|1.||The act of interlining.|
|2.||That which is interlined; a passage, word, or line inserted between lines already written or printed.|
INTERLINEATION, contracts, evidence. Writing between two lines.
2. Interlineations are made either before or after the execution of an instrument. Those made before should be noted previously to its execution; those made after are made either by the party in whose favor they are, or by strangers.
3. When made by the party himself, whether the interlineation be material or immaterial, they render the deed void; 1 Gall. Rep. 71; unless made with the consent of the opposite party. Vide 11 Co. 27 a: 9 Mass. Rep. 307; 15 Johns. R. 293; 1 Dall. R. 57; 1 Halst. R. 215; but see 1 Pet. C. C. R. 364; 5 Har. & John; 41; 2 L. R. 290; 2 Ch. R. 410; 4 Bing. R. 123; Fitzg. 207, 223; Cov. on Conv. Ev. 22; 2 Barr. 191.
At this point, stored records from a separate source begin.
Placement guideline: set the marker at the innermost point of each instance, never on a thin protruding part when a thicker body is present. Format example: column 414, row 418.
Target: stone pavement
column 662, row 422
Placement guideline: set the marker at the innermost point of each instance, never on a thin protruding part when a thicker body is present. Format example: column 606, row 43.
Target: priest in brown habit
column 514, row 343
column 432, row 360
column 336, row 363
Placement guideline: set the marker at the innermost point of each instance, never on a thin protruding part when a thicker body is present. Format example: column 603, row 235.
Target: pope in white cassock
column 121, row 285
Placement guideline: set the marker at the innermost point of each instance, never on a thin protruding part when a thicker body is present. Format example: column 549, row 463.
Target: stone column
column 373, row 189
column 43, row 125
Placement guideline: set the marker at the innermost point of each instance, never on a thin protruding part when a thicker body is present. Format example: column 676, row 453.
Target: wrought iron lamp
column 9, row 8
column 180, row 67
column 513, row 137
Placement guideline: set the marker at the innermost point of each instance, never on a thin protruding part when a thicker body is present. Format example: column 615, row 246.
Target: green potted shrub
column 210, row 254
4. When the interlineation is made by a stranger, if it be immaterial, it will not vitiate the instrument, but if it be material, it will in general avoid it. Vide Cruise, Dig. tit. 32, c. 26, s. 8; Com. Dig. Fait, F 1.
5. The ancient rule, which is still said to be in force, is, that an alteration shall be presumed to have been made before the execution of the instrument. Vin. Ab. Evidence, Q, a 2; Id. Faits, U; 1 Swift's Syst. 310; 6 Wheat. R. 481; 1 Halst. 215. But other cases hold the presumption to be that a material interlineation was made after the execution of an instrument, unless the contrary be proved. 1 Dall. 67. This doctrine corresponds nearly with the rules of the canon law on this subject. The canonists have examined it with care. Vide 18 Pick. R. 172; Toull. Dr. Civ. Fr. liv. 3, t. 3, c. 4, n. 115, and article Erasure.